The initiative, which will be promoted starting next week, aims "to create a series of 3-D printed models, exhibits, and scientific replicas – as well as to generate a new digital archive of 3-D models of many of the physical objects in its collection," Daniel Terdiman reported Friday on CNET.
A call and email to the Smithsonian to confirm the report are, at this time, unanswered, but the effort has been hinted at for several years. A behind-the-scenes blog post from the museum in September 2010, for example, details a digitization fair where tools to create 3-D replicas generated a lot of buzz.
A November 2011 blog post on the Smithsonian Magazine website explains how the Office of Exhibits Central, which produces exhibits for the museum, is putting its 3-D printer to work. One upcoming project mentioned then was the creation of full-size 3-D model of a Thomas Jefferson statue.
The completed replica statue now installed at the "Slavery at Jefferson's Monticello: Paradox of Liberty" exhibit at the National Museum of African American History is what the Smithsonian plans to tout as it kicks off the effort its new initiative, according to CNET.
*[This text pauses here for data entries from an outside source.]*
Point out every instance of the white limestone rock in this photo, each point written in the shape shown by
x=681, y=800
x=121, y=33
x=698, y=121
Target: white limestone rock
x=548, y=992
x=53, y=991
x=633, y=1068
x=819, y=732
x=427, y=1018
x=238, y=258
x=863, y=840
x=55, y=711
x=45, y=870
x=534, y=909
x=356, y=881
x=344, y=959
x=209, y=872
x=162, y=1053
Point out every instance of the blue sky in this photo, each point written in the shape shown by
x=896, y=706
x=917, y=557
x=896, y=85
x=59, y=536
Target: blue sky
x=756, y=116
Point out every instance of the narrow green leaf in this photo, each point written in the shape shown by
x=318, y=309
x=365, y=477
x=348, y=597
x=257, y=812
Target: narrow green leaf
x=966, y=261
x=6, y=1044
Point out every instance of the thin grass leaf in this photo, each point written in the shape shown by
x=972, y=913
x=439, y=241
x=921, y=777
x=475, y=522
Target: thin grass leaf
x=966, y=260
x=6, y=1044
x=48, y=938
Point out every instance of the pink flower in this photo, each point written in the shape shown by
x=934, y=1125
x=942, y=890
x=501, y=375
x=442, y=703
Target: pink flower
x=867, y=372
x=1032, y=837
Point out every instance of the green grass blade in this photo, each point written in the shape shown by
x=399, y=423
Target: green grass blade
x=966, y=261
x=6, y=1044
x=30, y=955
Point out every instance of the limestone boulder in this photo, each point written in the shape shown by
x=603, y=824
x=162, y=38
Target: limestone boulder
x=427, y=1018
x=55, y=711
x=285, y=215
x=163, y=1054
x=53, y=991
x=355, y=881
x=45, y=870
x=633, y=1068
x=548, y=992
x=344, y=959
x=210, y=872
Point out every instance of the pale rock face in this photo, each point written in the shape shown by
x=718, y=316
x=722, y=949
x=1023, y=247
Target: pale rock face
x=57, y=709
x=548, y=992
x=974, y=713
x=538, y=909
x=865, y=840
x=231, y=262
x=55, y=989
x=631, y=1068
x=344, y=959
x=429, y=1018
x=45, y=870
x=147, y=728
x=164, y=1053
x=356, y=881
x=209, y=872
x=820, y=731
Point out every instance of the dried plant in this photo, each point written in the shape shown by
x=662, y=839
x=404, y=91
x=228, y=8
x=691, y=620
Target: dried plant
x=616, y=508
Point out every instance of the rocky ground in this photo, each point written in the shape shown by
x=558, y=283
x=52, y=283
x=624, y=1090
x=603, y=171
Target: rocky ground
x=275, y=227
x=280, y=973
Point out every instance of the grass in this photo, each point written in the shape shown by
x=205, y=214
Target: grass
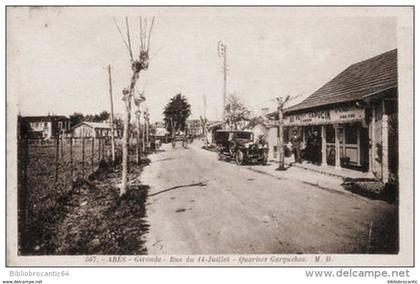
x=48, y=202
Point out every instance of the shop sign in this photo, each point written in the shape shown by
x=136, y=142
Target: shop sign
x=337, y=115
x=347, y=114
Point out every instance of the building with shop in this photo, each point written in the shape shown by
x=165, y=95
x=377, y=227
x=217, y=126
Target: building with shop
x=353, y=119
x=93, y=129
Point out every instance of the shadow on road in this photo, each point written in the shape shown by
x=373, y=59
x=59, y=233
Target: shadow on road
x=179, y=186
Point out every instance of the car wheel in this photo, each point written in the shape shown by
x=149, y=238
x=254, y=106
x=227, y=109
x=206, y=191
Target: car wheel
x=239, y=157
x=264, y=158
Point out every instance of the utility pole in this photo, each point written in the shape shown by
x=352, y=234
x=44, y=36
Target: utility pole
x=223, y=52
x=112, y=115
x=280, y=138
x=138, y=100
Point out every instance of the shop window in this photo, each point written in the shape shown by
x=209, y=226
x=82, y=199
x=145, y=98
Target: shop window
x=330, y=134
x=350, y=132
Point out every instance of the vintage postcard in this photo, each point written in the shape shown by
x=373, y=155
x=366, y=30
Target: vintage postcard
x=210, y=136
The initiative centers on an effort to create a digital archive of the museum's collection made with a high-end laser scanner that can capture the geometry of objects down the micron level and other tools. The data can then be fed into a 3-D printer to create life-like replicas of artifacts.
Hurdles, CNET notes, include financial and personnel resources to scale up the effort. Currently, just two digitization coordinators are behind the initiative. That's not much considering the museum has 137 million objects in its various collections, only 2 percent of which are on display at any given time.
"If we could leverage the power of 3-D to bring a portion of that collection to the world," Metallo told CNET, "that would be incredibly powerful, and definitely worth the expense."